Execution security for Python AI agents — seatbelt for LangChain, CrewAI, and plain Python.
Project description
node9-python
Execution security for Python AI agents — audit, policy enforcement, and DLP in one package. One decorator, zero config.
Works two ways:
@protect— add governance to any existing agent (LangChain, CrewAI, AutoGen, plain Python)Node9Agent— build a governed agent from scratch with tools, DLP, and audit built-in
Install
pip install node9
Routing
node9 automatically routes to the right backend:
| Environment | Routing |
|---|---|
NODE9_API_KEY set |
→ node9 SaaS (cloud / CI — no local daemon needed) |
| Local daemon running | → node9-proxy on localhost:7391 |
| Neither | → offline audit log at ~/.node9/audit.log (auto-approve, never blocks) |
No config required — it just works wherever your agent runs.
Option 1 — @protect: Add governance to any agent
Drop @protect on any function your agent calls. node9 intercepts the call, logs it, and enforces policy before the function runs.
from node9 import protect, ActionDeniedException
@protect
def write_file(path: str, content: str) -> None:
with open(path, "w") as f:
f.write(content)
_ALLOWED_COMMANDS = {"pytest", "ruff", "mypy", "black"}
@protect("run_tests")
def run_tests(tool: str) -> str:
# Allowlist-based: only pre-approved CLI tools can be invoked.

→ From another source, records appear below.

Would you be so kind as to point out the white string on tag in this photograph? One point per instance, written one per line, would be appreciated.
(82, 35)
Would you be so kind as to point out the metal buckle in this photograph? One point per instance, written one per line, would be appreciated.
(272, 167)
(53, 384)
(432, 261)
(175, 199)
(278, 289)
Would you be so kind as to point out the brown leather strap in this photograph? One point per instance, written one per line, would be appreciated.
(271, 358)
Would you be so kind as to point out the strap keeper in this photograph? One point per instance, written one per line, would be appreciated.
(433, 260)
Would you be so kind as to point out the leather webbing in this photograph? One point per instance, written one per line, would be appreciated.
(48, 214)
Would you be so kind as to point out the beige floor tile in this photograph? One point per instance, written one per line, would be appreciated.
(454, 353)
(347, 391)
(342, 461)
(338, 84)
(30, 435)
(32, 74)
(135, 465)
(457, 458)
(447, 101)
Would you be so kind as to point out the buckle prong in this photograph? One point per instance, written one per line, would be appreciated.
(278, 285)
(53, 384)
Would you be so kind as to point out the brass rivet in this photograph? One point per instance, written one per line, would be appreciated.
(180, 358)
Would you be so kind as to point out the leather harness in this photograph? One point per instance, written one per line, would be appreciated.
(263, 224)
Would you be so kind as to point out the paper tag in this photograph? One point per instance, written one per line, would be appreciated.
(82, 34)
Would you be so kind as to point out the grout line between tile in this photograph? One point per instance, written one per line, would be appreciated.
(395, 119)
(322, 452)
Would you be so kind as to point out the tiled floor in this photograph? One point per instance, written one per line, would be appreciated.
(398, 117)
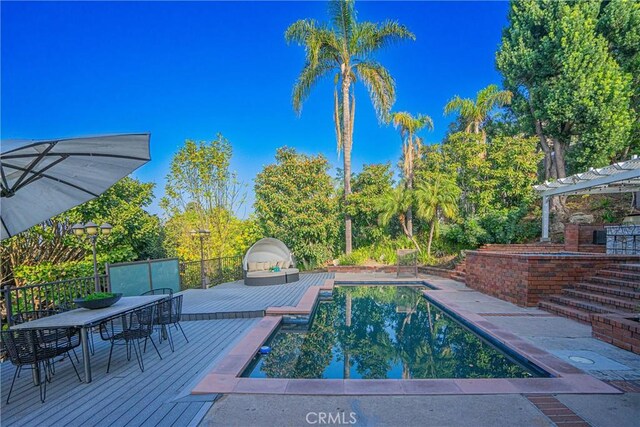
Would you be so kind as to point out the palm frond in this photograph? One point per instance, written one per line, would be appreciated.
(369, 37)
(380, 85)
(343, 17)
(308, 77)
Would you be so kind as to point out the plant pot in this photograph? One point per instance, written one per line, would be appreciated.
(97, 303)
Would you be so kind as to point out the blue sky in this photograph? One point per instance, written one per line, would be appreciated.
(191, 70)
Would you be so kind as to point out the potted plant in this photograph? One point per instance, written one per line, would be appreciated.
(98, 300)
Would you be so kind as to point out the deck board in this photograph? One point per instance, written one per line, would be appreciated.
(125, 396)
(158, 396)
(237, 297)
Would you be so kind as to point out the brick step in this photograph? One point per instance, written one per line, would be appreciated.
(581, 304)
(632, 276)
(564, 311)
(609, 290)
(626, 267)
(618, 304)
(620, 283)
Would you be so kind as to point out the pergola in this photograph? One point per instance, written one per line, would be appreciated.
(623, 177)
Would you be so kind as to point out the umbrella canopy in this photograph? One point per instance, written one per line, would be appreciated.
(41, 179)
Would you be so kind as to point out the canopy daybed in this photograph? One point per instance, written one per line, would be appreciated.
(269, 262)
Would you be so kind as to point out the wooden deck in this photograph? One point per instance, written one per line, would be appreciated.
(126, 396)
(160, 394)
(235, 299)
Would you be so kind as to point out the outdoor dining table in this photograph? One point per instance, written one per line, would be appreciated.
(85, 319)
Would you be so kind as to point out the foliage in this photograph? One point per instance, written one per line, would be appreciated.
(567, 86)
(296, 203)
(370, 184)
(345, 49)
(98, 296)
(474, 113)
(203, 193)
(49, 251)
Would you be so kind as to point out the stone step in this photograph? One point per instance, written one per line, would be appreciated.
(610, 281)
(581, 304)
(619, 274)
(616, 304)
(609, 290)
(626, 267)
(564, 311)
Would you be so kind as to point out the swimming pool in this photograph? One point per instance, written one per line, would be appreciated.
(385, 332)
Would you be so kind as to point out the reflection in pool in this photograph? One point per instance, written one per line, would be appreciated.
(378, 332)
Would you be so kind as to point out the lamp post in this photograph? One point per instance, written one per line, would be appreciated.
(201, 234)
(91, 231)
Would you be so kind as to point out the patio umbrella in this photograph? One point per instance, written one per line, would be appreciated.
(41, 179)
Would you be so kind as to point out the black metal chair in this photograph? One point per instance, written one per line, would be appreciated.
(169, 312)
(35, 349)
(159, 291)
(128, 329)
(46, 337)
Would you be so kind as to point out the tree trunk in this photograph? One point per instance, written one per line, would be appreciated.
(433, 227)
(409, 184)
(347, 141)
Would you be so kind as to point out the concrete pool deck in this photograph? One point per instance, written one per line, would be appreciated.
(555, 335)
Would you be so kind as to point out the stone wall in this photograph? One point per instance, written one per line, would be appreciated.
(524, 278)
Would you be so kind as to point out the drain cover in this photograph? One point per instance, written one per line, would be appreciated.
(580, 359)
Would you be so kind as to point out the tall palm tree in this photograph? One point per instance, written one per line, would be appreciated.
(395, 204)
(475, 112)
(344, 48)
(436, 197)
(409, 126)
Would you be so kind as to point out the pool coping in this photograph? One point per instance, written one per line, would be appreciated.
(225, 377)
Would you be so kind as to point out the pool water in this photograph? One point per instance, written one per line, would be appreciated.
(383, 332)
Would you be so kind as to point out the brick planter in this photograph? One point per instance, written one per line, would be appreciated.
(620, 330)
(525, 278)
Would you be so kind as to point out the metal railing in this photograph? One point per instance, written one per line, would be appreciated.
(216, 271)
(58, 295)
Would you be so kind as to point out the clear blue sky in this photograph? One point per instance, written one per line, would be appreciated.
(191, 70)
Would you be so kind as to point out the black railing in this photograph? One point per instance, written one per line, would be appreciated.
(57, 295)
(216, 271)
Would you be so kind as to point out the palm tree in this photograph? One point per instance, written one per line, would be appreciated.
(395, 204)
(436, 197)
(344, 48)
(409, 126)
(474, 113)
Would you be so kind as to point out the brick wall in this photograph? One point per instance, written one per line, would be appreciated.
(523, 279)
(621, 331)
(579, 238)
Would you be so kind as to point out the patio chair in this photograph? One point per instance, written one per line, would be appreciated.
(128, 329)
(35, 349)
(28, 316)
(169, 313)
(159, 291)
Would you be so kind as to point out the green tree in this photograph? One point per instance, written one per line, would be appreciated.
(567, 86)
(619, 23)
(409, 126)
(371, 183)
(344, 48)
(203, 193)
(49, 251)
(474, 113)
(296, 203)
(436, 198)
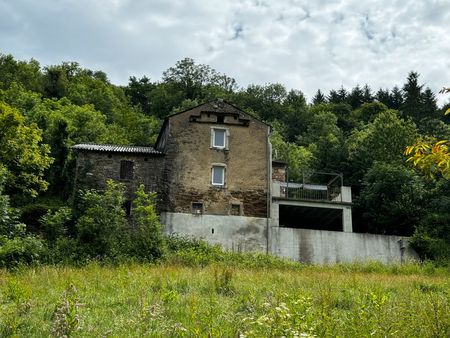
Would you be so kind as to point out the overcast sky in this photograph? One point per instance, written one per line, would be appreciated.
(304, 45)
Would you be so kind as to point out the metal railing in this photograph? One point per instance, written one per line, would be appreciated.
(330, 190)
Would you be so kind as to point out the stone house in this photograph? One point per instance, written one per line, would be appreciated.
(213, 172)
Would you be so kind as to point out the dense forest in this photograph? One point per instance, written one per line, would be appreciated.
(361, 132)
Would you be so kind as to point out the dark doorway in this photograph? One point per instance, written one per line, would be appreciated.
(310, 218)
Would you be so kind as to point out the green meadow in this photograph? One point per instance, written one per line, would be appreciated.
(277, 299)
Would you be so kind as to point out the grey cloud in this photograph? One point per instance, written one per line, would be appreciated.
(303, 44)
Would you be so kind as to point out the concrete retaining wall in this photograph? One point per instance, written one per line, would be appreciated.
(243, 234)
(234, 233)
(324, 247)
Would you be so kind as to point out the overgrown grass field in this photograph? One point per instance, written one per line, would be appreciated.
(225, 300)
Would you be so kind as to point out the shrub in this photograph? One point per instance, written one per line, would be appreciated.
(102, 224)
(146, 240)
(54, 223)
(21, 250)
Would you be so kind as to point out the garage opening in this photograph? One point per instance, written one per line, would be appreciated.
(310, 218)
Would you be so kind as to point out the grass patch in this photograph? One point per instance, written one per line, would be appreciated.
(225, 300)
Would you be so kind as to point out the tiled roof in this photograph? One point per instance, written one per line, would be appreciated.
(112, 148)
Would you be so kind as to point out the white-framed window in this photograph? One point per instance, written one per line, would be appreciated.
(218, 175)
(219, 138)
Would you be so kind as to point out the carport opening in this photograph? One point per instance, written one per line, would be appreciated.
(310, 218)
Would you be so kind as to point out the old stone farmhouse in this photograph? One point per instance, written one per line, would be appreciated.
(213, 171)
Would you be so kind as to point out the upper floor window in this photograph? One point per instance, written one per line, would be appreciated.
(219, 138)
(126, 170)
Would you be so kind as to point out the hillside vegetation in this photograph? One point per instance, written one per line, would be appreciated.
(360, 132)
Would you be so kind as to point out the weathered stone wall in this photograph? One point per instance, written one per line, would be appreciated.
(189, 159)
(95, 168)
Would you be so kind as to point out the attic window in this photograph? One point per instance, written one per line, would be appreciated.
(235, 209)
(219, 138)
(127, 207)
(126, 170)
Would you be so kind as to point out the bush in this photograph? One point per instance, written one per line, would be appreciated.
(21, 251)
(54, 223)
(145, 238)
(101, 227)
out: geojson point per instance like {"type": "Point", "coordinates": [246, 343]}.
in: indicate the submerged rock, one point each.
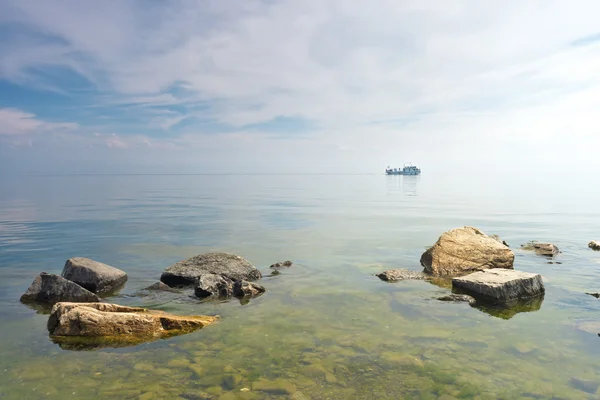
{"type": "Point", "coordinates": [543, 249]}
{"type": "Point", "coordinates": [93, 275]}
{"type": "Point", "coordinates": [512, 308]}
{"type": "Point", "coordinates": [400, 274]}
{"type": "Point", "coordinates": [50, 289]}
{"type": "Point", "coordinates": [499, 240]}
{"type": "Point", "coordinates": [458, 298]}
{"type": "Point", "coordinates": [463, 250]}
{"type": "Point", "coordinates": [500, 285]}
{"type": "Point", "coordinates": [112, 320]}
{"type": "Point", "coordinates": [247, 289]}
{"type": "Point", "coordinates": [213, 285]}
{"type": "Point", "coordinates": [584, 385]}
{"type": "Point", "coordinates": [187, 272]}
{"type": "Point", "coordinates": [161, 287]}
{"type": "Point", "coordinates": [281, 264]}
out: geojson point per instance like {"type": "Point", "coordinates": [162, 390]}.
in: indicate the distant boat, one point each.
{"type": "Point", "coordinates": [408, 169]}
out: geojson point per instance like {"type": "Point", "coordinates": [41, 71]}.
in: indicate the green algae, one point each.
{"type": "Point", "coordinates": [393, 342]}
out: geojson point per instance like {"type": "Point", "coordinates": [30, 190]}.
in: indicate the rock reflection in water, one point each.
{"type": "Point", "coordinates": [507, 311]}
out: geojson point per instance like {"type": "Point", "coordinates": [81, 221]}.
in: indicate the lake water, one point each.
{"type": "Point", "coordinates": [326, 328]}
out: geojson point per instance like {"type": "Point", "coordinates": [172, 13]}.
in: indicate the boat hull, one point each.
{"type": "Point", "coordinates": [401, 173]}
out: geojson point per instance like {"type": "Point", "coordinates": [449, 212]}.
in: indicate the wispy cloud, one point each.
{"type": "Point", "coordinates": [17, 122]}
{"type": "Point", "coordinates": [423, 77]}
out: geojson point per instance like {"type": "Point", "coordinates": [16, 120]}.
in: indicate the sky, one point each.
{"type": "Point", "coordinates": [309, 86]}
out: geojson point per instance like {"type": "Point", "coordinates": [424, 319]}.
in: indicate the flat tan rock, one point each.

# Never pass raw LLM strings to subprocess — enumerate safe commands explicitly.
if tool not in _ALLOWED_COMMANDS:
raise ValueError(f"Tool {tool!r} is not in the allowed list: {_ALLOWED_COMMANDS}")
import subprocess
return subprocess.check_output([tool], text=True)
try:
write_file("/etc/hosts", "bad content")
except ActionDeniedException as e:
print(f"Blocked: {e}")
Works with async def out of the box.
Set agent identity (optional but recommended)

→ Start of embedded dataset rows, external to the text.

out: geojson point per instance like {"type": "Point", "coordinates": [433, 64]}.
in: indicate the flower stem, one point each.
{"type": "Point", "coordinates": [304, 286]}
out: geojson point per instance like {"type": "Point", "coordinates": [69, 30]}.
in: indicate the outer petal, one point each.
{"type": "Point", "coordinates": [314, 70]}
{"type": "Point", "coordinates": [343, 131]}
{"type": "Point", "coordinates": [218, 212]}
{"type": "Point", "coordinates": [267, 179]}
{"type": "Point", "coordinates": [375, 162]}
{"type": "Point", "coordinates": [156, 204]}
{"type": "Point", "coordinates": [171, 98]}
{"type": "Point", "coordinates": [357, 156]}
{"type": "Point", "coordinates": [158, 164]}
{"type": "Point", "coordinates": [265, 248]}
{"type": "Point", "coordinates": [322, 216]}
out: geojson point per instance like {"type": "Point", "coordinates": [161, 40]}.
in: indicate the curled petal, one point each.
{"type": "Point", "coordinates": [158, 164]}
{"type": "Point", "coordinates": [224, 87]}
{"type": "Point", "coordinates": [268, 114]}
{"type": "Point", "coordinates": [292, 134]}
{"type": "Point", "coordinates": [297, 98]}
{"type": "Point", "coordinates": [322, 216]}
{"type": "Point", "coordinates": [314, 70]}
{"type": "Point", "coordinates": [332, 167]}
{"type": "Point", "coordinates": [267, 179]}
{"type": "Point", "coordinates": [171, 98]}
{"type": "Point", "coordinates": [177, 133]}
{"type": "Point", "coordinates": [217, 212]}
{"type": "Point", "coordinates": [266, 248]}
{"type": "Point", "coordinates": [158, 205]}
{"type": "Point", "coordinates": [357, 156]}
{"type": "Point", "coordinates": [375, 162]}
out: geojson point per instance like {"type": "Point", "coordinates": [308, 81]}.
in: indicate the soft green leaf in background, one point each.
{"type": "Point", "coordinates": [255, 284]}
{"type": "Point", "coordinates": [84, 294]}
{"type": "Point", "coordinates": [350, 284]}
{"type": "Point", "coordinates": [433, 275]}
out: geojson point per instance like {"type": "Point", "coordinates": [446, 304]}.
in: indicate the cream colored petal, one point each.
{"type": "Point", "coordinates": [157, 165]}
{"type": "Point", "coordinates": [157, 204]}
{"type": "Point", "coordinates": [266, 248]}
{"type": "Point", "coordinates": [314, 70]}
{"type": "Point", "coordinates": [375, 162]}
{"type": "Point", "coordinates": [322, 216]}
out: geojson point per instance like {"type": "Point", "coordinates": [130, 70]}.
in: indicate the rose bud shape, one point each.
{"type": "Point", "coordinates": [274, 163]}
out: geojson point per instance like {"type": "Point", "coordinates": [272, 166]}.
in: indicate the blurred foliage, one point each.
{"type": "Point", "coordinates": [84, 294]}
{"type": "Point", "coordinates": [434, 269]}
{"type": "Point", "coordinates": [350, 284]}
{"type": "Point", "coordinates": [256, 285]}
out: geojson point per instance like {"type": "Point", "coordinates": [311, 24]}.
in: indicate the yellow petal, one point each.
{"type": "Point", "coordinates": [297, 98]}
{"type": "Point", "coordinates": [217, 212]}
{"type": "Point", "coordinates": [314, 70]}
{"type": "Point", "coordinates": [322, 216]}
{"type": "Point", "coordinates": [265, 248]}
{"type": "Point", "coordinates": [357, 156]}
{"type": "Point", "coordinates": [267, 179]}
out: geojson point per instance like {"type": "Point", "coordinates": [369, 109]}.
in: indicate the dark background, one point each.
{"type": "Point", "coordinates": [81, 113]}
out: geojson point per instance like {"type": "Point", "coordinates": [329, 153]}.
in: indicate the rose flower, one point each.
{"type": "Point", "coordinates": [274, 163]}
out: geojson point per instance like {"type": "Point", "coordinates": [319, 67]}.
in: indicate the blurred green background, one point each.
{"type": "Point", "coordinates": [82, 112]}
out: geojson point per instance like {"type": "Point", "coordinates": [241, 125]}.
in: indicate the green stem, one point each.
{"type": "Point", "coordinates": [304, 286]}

from node9 import configure
configure(agent_name="my-langchain-agent", policy="audit")
Or via environment variables:
NODE9_AGENT_NAME=my-langchain-agent
NODE9_AGENT_POLICY=audit
Policy values
| Policy | Behaviour |
|---|---|
audit |
Log everything, auto-approve. Never blocks. Good for CI. |
require_approval |
Block + notify human. Good for production actions. |
block_on_rules |
Auto-block if rules match, audit otherwise. |
| (empty) | SaaS default behaviour. |
LangChain
from langchain.tools import BaseTool
from node9 import protect
class WriteFileTool(BaseTool):
name = "write_file"
description = "Write content to a file."
@protect("write_file")
def _run(self, path: str, content: str) -> str:
with open(path, "w") as f:
f.write(content)
return f"Written to {path}"
CrewAI
from crewai.tools import tool
from node9 import protect
@tool("write_file")
@protect("write_file")
def write_file(path: str, content: str) -> str:
"""Write content to a file."""
with open(path, "w") as f:
f.write(content)
return f"Written to {path}"
See examples/ for full runnable examples including AutoGen and LangGraph.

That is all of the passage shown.